WSJ’s editorial board accused Trump in an editorial of weakening America’s military posture by withdrawing approximately 12,000 troops from Germany while receiving nothing in return.
The board said the president seems to be “undermining America’s military position” based on irritation over Germany’s failure to meet NATO obligations.
NATO members agreed in 2014 to raise defense spending to at least 2% of their GDP, NPR reported. In 2019, Germany spent 1.38% of its GDP on defense, according to a German state news outlet.
WSJ compared the move to former President Barack Obama’s troop withdrawals from Germany in 2012 and 2013. A year after this action, Russian President Vladimir Putin authorized an invasion of the Crimean Peninsula in Ukraine, WSJ reported.
Trump’s withdrawal plan could cost between $6 billion and $8 billion, the WSJ reported.
Democrats and Republicans have criticized Trump’s plan, CNN reported Wednesday.
“Champagne must be flowing freely at the Kremlin,” New Jersey Democrat Sen. Robert Menendez said in a statement Wednesday. “On a nearly daily basis, President Trump pays off the debt owed to President Putin who supported his 2016 election.”
Sen.

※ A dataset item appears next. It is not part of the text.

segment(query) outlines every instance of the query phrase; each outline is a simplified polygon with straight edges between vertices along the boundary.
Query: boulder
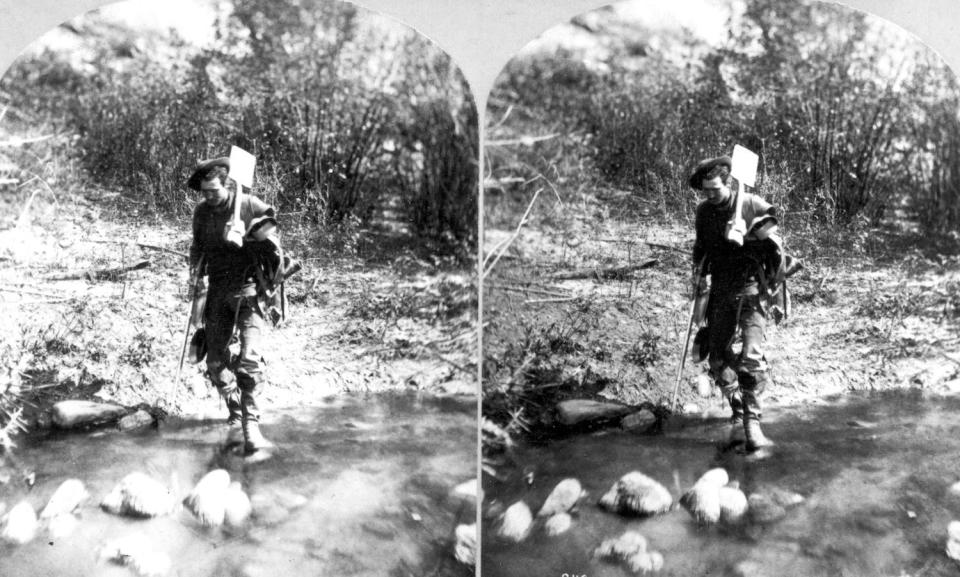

Ben Sasse said the president has a “lack of strategic understanding” of the issue in a statement Wednesday.
“U.S. troops aren’t stationed around the world as traffic cops or welfare caseworkers – they’re restraining the expansionary aims of the world’s worst regimes, chiefly China and Russia,” said the Nebraska Republican.
Wyoming Republican Rep. Liz Cheney called the policy “dangerously misguided” in a June 6 tweet.
“If the United States abandons allies, withdraws our forces, and retreats within our borders, the cause of freedom – on which our nation was founded and our security depends – will be in peril,” the third-highest ranking Republican in the House said.